CPT code 45347 is a medical billing code for a sigmoidoscopy procedure with stent placement, used to describe specific healthcare services.
CPT code 45347 is for a sigmoidoscopy procedure that includes the placement of a stent. This procedure involves the use of a flexible tube with a camera to examine the sigmoid colon and rectum, allowing healthcare providers to diagnose and treat conditions within this part of the gastrointestinal tract. The addition of stent placement indicates that during the procedure, a stent is inserted to help keep a narrowed or blocked area open, facilitating better passage of stool or other materials.
For CPT code 45347 (Sigmoidoscopy with placement of stent), the following modifiers may be applicable:
1. Modifier 22 - Increased Procedural Services: Use this modifier if the procedure required significantly more work than typically required. This could be due to complications or unusual circumstances.
2. Modifier 26 - Professional Component: This modifier is used when only the professional component of the service is being billed, such as the interpretation of the procedure.
3. Modifier 52 - Reduced Services: Apply this modifier if the procedure was partially reduced or eliminated at the physician's discretion.
4. Modifier 53 - Discontinued Procedure: Use this modifier if the procedure was started but discontinued due to extenuating circumstances or those that threaten the well-being of the patient.
5. Modifier 59 - Distinct Procedural Service: This modifier is used to indicate that a procedure or service was distinct or independent from other services performed on the same day.
6. Modifier 76 - Repeat Procedure by Same Physician: Use this modifier if the same procedure was repeated by the same physician on the same day.

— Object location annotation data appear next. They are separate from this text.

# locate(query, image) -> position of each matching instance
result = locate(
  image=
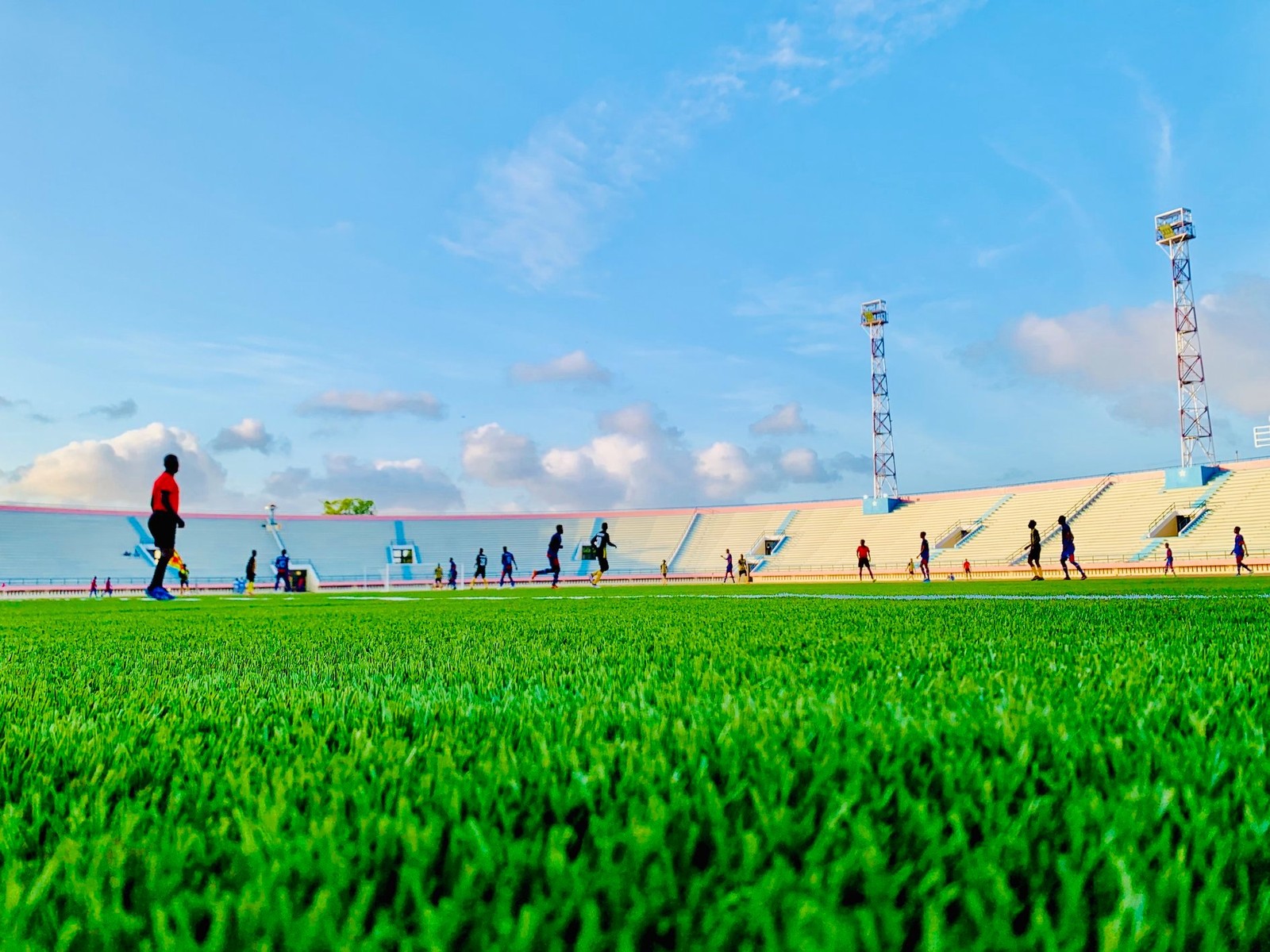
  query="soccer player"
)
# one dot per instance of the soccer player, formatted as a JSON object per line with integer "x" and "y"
{"x": 283, "y": 571}
{"x": 554, "y": 547}
{"x": 863, "y": 562}
{"x": 1034, "y": 551}
{"x": 164, "y": 522}
{"x": 479, "y": 573}
{"x": 1238, "y": 552}
{"x": 601, "y": 543}
{"x": 1068, "y": 554}
{"x": 508, "y": 566}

7. Modifier 77 - Repeat Procedure by Another Physician: Apply this modifier if the same procedure was repeated by a different physician on the same day.
8. Modifier 78 - Unplanned Return to the Operating/Procedure Room by the Same Physician Following Initial Procedure for a Related Procedure During the Postoperative Period: This modifier is used if the patient needs to return to the operating room for a related procedure during the postoperative period.
9. Modifier 79 - Unrelated Procedure or Service by the Same Physician During the Postoperative Period: Use this modifier if an unrelated procedure is performed by the same physician during the postoperative period.
10. Modifier 80 - Assistant Surgeon: This modifier is used when an assistant surgeon is required for the procedure.
11. Modifier 81 - Minimum Assistant Surgeon: Apply this modifier if a minimum assistant surgeon is required for the procedure.
12. Modifier 82 - Assistant Surgeon (when qualified resident surgeon not available): Use this modifier if an assistant surgeon is required and a qualified resident surgeon is not available.
13. Modifier AS - Physician Assistant, Nurse Practitioner, or Clinical Nurse Specialist services for assistant at surgery: This modifier is used when these non-physician practitioners assist in the surgery.
These modifiers help provide additional information about the circumstances of the procedure and ensure accurate billing and reimbursement.
Determining if CPT code 45347 is reimbursed by Medicare involves checking the Medicare Physician Fee Schedule (MPFS) and consulting with your local Medicare Administrative Contractor (MAC). The MPFS provides a comprehensive list of services covered by Medicare, along with their respective reimbursement rates. Each MAC, which administers Medicare claims for specific regions, may have additional guidelines or requirements for reimbursement.
To verify if CPT code 45347 is reimbursed, you should:
1. Consult the MPFS: Access the latest MPFS to see if CPT code 45347 is listed and review the associated reimbursement rate.
2. Check with your MAC: Contact your regional MAC for any specific coverage policies or additional documentation requirements that may apply to CPT code 45347.
By following these steps, you can determine if CPT code 45347 is eligible for reimbursement under Medicare.